Ever notice that a walnut looks like a little brain? Funny thing, that - because walnuts turn out to be quite good for the brain, . So are almonds, pecans, cashews, sunflower seeds, flax seeds, and pumpkin seeds. Since each type of nut and seed has particular brain-benefits, and a trail-mix variety can help not only with cognitive function and over all brain health, but has the potential for mood-elevation and depression/anxiety relief.
4. Super Fruits
Strawberries, blueberries, cranberries - heck, just about *any* of the berries are great for the brain. They've been shown to boost memory, protect from damage after a stroke, and a lot of other good stuff. More recent studies also suggest that other fruits (specifically the dark skinned plums) may have a similar but less concentrated effect - making them a more economical choice during many seasons of the year.
5. Egg Yolks
Yes, yes, I know... for years we've been sold on the idea that we should separate egg whites and yolks, and toss out the yolks. That may not be such a brainy idea, after all. Egg yolks are exceptionally high in choline, a basic nutrient for cell building that prevents senility in rats, and seems to increase memory function. If you're really concerned about the fats in eggs, though, try skim milk as an alternative.
6. Eat Your Veggies
Dark green leafy vegetables like spinach, kale, and collard greens seem to have the best brain benefits, but zucchini, summer squash, broccoli, and eggplant also seem to provide some protective elements for the mind and memory, presumably because of high anti-oxident levels.
7. No-Longer-Guilty Pleasures
Dark chocolate. Coffee. Tea. Even moderate amounts of red wine. They all have unexpected brain-boosting benefits, most likely due to things called flavonoids. But keep that "moderation" word in mind.... too much chocolate causes weight gain and the sugar can cause blood glucose spikes (bad for the brain). Too much caffeine can increase anxiety and raise blood pressure (both bad for the brain). And too much alcohol increases the risk of Alzheimer's and dementia significantly.
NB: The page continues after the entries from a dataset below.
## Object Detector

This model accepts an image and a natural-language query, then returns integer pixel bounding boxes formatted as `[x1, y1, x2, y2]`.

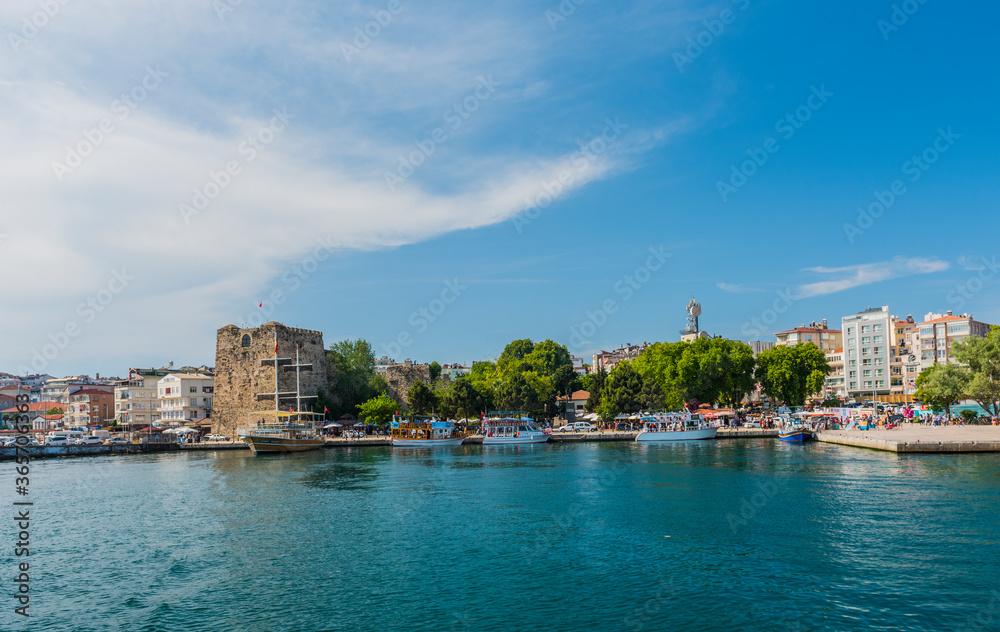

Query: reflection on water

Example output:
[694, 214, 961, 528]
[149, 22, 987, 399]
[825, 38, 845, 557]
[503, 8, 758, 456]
[17, 439, 1000, 632]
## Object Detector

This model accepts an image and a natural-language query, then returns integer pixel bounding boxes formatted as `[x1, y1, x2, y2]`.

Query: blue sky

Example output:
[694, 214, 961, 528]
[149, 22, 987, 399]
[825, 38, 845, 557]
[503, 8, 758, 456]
[0, 0, 1000, 375]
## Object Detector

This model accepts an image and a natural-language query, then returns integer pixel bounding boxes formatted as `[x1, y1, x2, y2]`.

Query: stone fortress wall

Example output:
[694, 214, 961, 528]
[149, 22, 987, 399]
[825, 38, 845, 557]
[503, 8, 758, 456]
[212, 321, 329, 439]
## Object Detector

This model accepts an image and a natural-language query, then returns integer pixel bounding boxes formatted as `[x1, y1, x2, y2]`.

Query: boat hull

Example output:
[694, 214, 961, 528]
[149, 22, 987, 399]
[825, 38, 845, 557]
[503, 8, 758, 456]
[778, 430, 816, 443]
[392, 437, 465, 448]
[635, 428, 719, 442]
[483, 434, 549, 445]
[243, 435, 326, 454]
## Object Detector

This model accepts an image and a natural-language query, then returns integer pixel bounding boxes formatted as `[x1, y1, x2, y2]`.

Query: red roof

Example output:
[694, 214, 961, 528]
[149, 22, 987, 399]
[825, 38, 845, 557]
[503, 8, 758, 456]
[774, 327, 840, 336]
[69, 388, 114, 397]
[0, 401, 63, 413]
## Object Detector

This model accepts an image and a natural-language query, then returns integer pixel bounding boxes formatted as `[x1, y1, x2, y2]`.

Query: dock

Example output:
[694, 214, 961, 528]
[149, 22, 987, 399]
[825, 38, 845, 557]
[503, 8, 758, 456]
[817, 424, 1000, 454]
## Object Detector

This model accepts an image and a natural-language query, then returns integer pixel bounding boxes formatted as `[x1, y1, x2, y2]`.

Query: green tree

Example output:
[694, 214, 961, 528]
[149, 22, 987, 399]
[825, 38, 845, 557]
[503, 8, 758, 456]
[326, 339, 389, 414]
[755, 343, 830, 406]
[406, 380, 438, 414]
[583, 366, 608, 413]
[358, 393, 399, 424]
[601, 361, 643, 413]
[951, 325, 1000, 416]
[916, 363, 970, 417]
[441, 377, 488, 419]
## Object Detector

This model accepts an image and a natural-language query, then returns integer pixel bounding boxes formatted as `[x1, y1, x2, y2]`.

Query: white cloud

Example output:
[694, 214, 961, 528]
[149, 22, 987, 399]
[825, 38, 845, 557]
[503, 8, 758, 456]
[795, 257, 950, 298]
[0, 0, 688, 372]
Nearly every day, it seems like results from studies on brain-health and diet are released, and it's almost impossible to keep up. Even if we could keep up, most of the studies are preliminary or offer only general guidelines, and not specifics. For instance, while we know that certain compounds in blueberries are especially protective to the brain, we don't have much evidence for how many blueberries we need for that protective effect, or at what ages or health conditions they're most helpful for, or if they need to be eaten at certain times or in combination with other foods.
So instead of trying to follow some precise brain-food diet, the best bet is to just develop a general understanding of what's good and what's bad, and tailor your food and snack choices accordingly.